But at the first glimpse of Dodo in the blue Russian blouse, open throat and white toque turning into the aisle, he had felt a profound relief. He had done all that he humanly could do: he had resisted to the last, struggled against the impossible; and, now that she herself had resolved it, he felt immensely thankful.

The last case before him was one of daily occurrence—domestic trouble. A young mother, baby in arms, a child at her skirts, preternaturally bent and worn, had summonsed her husband into court on grounds of non-support, accusing him of intoxication. He looked at the couple, seeing deeper—the man vigorous and young, the woman whose prettiness had led him to vow eternal constancy, now lost in drudgery and unequal burden. What could he say to the unscathed young male who stood staring at him with awed glance—bid him to love what he had driven from her face and figure? The mockery of futile charges!

"Why don't you support your wife and children?" he asked, for the thousandth time. "Why don't you stop drinking?"

The husband, a young mechanic, promised volubly what each knew he would not perform.

"Put you on probation for three months!" he said sharply. "She's your wife; you married her because you wanted to. Now, stop drinking and be a man, or I'll send you up to the island. Do you understand?"

The man bowed and went out, the woman at his heels, dragging her second child, believing that a word from His Honor could change everything. Massingale watched them go, staring a moment, glanced at the clock and ended the session with a nod to his officer.

"Does it interest you?" he said to Doré, in a matter-of-fact tone.

"Yes!"

She had not seen a thing that had transpired.

They went to his private room, noisy and dark as the rest, the window-panes rattling at every elevated train that went crashing through the air. He gave his gown to an attendant, issued a few orders and they were alone. Neither spoke, waiting silently the other's advance, afraid to speak that first word; for in such moments it is the first who speaks who must explain. He continued to look at her with his magisterial stare, at bottom suddenly vindictive, resenting this girl who had dared to return into his life, to reclaim him to uncertainty and perils against his logic.
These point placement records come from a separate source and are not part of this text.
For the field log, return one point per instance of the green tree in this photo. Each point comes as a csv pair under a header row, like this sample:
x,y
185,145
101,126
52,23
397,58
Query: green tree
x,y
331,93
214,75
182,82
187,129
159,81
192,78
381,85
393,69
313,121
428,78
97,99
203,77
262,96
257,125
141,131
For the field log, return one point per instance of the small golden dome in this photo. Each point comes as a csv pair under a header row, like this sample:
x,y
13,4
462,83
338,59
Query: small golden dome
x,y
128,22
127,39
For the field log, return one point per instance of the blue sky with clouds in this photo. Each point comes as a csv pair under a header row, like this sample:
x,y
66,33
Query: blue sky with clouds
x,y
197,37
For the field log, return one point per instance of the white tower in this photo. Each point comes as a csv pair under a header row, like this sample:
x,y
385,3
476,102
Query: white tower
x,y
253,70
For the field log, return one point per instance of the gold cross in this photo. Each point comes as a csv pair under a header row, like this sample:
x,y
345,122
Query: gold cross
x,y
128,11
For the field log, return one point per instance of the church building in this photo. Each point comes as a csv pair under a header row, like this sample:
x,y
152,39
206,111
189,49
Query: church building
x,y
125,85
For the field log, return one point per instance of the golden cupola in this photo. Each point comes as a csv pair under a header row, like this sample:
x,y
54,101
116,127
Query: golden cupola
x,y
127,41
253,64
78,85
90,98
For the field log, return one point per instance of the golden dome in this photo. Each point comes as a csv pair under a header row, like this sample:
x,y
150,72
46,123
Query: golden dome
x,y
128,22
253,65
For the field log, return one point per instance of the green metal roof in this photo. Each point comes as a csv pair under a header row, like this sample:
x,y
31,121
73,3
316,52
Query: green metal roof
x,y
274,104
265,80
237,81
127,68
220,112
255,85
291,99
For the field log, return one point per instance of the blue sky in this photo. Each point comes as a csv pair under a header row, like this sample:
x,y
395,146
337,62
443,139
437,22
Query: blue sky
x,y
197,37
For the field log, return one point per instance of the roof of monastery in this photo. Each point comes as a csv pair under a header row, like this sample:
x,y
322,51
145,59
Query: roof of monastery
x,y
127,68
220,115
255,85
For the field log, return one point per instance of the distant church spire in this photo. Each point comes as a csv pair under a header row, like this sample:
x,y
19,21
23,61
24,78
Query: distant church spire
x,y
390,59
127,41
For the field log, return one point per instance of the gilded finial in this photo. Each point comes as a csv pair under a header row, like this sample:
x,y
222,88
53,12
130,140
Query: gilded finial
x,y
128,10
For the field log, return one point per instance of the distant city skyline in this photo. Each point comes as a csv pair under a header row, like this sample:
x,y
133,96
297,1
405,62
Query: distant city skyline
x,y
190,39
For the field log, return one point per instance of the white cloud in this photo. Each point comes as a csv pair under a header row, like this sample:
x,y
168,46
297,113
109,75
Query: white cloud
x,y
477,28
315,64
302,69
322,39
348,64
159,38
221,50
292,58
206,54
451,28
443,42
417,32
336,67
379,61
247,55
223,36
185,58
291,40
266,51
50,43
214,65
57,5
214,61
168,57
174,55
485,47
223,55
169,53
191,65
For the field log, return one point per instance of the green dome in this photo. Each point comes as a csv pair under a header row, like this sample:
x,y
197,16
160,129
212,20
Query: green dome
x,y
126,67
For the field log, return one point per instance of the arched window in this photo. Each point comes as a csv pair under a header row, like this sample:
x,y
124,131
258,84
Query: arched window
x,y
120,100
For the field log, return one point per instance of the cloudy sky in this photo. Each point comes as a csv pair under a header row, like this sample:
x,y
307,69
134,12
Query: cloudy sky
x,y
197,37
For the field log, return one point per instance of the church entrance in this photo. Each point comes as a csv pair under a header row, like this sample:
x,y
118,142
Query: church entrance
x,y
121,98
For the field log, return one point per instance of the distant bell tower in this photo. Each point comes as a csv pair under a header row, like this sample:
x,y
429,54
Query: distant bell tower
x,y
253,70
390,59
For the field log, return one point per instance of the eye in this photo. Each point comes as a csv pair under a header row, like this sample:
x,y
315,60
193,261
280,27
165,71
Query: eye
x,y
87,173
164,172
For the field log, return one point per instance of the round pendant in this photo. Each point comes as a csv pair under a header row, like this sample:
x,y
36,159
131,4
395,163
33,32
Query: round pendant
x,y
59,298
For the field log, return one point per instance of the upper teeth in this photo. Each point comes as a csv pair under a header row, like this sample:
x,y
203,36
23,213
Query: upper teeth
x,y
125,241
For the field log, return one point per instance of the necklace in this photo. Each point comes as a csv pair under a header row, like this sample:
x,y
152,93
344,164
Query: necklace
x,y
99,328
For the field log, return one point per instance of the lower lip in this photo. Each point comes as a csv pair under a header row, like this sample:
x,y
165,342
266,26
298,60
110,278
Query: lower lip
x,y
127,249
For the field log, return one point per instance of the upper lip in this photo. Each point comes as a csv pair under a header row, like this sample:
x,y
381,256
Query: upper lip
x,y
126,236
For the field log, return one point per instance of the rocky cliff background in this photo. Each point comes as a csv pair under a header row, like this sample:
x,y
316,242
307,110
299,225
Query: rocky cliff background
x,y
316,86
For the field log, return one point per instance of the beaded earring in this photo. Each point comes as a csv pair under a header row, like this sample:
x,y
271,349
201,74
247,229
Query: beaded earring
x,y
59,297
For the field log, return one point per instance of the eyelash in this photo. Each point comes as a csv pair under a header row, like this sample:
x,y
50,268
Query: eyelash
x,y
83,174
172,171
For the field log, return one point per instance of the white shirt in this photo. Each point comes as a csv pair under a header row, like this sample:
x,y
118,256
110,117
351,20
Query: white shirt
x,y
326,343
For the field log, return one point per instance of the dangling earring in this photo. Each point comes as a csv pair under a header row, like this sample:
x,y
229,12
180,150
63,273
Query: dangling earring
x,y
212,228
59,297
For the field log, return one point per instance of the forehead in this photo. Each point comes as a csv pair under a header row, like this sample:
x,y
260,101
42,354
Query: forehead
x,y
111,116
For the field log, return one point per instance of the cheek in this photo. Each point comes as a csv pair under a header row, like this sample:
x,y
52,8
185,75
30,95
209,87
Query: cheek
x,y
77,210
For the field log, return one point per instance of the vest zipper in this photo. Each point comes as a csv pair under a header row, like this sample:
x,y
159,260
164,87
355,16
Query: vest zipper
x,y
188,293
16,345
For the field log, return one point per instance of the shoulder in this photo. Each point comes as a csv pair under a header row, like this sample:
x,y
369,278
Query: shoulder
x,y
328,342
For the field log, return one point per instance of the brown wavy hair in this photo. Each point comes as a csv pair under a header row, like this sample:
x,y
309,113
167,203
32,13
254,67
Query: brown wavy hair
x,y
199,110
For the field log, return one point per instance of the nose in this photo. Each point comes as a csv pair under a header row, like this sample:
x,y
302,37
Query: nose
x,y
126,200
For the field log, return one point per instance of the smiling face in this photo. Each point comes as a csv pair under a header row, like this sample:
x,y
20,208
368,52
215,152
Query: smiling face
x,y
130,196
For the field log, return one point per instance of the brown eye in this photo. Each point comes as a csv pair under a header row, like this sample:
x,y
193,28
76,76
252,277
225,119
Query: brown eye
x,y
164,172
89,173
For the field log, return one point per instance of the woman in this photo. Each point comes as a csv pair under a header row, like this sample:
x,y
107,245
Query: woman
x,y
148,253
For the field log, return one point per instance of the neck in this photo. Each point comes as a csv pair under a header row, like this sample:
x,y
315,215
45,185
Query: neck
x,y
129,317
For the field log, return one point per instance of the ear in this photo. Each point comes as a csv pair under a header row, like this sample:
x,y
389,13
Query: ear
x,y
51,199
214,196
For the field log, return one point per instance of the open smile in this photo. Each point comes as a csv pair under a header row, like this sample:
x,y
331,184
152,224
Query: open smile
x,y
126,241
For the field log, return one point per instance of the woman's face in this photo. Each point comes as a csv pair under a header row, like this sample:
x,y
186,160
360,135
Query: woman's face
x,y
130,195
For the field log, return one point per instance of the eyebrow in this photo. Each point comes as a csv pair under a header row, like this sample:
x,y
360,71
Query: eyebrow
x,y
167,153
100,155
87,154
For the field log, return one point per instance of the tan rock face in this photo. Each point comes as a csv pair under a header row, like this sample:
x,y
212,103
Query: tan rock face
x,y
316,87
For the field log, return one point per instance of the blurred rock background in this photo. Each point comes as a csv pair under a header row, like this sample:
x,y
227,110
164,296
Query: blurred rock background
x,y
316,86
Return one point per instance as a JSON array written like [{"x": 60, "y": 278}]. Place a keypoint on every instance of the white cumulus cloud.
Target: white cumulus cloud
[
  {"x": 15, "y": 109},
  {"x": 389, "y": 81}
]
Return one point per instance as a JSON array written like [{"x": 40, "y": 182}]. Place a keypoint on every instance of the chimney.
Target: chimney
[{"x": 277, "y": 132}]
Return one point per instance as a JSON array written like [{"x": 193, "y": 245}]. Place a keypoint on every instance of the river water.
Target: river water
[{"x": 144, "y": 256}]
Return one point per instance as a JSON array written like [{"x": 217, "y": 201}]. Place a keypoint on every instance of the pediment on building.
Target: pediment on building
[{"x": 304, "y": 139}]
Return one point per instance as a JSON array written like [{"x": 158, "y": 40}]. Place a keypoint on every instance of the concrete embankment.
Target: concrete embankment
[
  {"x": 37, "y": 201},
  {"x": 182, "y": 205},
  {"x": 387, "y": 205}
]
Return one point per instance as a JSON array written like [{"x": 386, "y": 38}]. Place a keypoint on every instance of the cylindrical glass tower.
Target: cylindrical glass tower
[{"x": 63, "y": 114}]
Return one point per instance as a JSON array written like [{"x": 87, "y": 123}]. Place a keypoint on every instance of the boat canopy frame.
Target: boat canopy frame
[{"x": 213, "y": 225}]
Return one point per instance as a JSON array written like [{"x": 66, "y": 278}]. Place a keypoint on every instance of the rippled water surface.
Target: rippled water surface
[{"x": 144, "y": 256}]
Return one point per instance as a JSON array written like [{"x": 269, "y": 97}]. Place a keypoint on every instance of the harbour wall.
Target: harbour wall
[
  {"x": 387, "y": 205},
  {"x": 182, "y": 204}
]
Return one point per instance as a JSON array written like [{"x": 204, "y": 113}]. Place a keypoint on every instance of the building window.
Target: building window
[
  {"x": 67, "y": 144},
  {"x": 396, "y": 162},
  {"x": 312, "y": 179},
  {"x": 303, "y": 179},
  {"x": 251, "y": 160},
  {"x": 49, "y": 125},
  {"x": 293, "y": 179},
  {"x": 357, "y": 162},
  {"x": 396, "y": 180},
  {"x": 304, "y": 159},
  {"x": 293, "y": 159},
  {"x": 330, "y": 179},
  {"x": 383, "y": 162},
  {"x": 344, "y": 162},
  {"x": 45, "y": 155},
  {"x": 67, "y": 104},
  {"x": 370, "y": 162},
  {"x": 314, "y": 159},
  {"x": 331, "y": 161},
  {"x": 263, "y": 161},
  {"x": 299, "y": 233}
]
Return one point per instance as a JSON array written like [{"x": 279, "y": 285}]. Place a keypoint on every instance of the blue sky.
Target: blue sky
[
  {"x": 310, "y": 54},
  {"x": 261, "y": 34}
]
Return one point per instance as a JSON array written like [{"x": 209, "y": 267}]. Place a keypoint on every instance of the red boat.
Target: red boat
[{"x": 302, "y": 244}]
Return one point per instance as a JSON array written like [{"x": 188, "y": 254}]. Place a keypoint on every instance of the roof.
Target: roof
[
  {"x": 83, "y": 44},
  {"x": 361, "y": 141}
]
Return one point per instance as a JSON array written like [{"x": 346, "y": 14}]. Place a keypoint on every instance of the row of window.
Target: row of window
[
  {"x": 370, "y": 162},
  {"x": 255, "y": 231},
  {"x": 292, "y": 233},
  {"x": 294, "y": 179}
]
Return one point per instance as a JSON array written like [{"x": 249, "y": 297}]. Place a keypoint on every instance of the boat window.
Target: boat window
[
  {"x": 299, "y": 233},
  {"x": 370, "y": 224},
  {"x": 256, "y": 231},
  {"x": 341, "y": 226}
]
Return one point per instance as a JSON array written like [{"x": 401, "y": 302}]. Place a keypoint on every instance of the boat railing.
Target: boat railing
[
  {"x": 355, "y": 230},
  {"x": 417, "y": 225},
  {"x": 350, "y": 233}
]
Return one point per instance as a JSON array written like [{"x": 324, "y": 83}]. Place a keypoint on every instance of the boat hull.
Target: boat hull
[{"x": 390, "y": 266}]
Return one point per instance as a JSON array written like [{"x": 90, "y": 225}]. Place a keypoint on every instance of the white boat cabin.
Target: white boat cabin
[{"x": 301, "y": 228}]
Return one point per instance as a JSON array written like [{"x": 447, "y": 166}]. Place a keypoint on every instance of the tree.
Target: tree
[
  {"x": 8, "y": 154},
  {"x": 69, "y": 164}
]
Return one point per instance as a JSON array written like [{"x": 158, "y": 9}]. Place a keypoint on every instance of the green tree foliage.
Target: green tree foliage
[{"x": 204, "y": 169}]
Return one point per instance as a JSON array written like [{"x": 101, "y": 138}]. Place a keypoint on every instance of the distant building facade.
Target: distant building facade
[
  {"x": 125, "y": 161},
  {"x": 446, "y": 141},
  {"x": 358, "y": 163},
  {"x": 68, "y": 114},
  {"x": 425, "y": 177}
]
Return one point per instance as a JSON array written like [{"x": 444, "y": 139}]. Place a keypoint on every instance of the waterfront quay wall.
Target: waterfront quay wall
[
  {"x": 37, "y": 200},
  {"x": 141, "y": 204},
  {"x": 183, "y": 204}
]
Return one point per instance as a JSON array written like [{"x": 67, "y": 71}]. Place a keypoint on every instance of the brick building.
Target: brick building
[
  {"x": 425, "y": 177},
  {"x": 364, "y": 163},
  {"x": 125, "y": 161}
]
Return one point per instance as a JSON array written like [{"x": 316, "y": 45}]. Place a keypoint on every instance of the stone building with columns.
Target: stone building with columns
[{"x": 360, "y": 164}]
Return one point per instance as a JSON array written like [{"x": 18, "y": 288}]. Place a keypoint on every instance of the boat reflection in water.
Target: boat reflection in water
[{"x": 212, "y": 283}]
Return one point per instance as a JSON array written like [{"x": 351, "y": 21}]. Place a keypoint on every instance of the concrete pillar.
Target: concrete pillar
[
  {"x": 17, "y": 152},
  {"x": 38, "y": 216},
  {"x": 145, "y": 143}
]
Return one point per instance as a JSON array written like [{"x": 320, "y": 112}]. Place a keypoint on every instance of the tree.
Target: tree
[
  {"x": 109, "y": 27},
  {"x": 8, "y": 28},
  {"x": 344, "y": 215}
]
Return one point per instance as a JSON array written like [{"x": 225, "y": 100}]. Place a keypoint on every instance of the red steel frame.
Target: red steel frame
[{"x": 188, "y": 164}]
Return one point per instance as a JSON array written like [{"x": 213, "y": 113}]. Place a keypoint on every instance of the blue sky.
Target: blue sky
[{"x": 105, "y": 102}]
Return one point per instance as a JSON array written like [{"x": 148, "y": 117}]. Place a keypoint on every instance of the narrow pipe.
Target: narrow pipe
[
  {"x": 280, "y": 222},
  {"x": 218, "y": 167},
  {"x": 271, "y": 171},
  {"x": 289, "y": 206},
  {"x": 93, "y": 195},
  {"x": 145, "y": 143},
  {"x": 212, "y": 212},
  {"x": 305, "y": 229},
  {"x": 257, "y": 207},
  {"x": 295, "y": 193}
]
She extended her hands in a little helpless movement, shook her head and said timidly:

"Well?"

A moment before, still counseled by his reason, he had been on the point of a cold answer, resolved correctly to beg her pardon and make this interview the last. At her surrendering gesture and the plaintive note in her voice, a great pity brushed aside everything else, and he said impulsively:

"I went once—you were away. I wanted to see you!"

"I did not know," she said hurriedly, rushing at the hardest to be said,—"that night—that you were married!"

"I understood that."

The court officer returned, announcing his automobile, and they passed out. They had said nothing, and yet everything had been said.

"Where do you want to go?" he said, smiling.

"Anywhere!"

He hesitated, and then gave her address.

"We've got to have a frank talk," he said lightly; "then we can run up somewhere for dinner—to celebrate. Did you notice Riley, my special? He's a great character!"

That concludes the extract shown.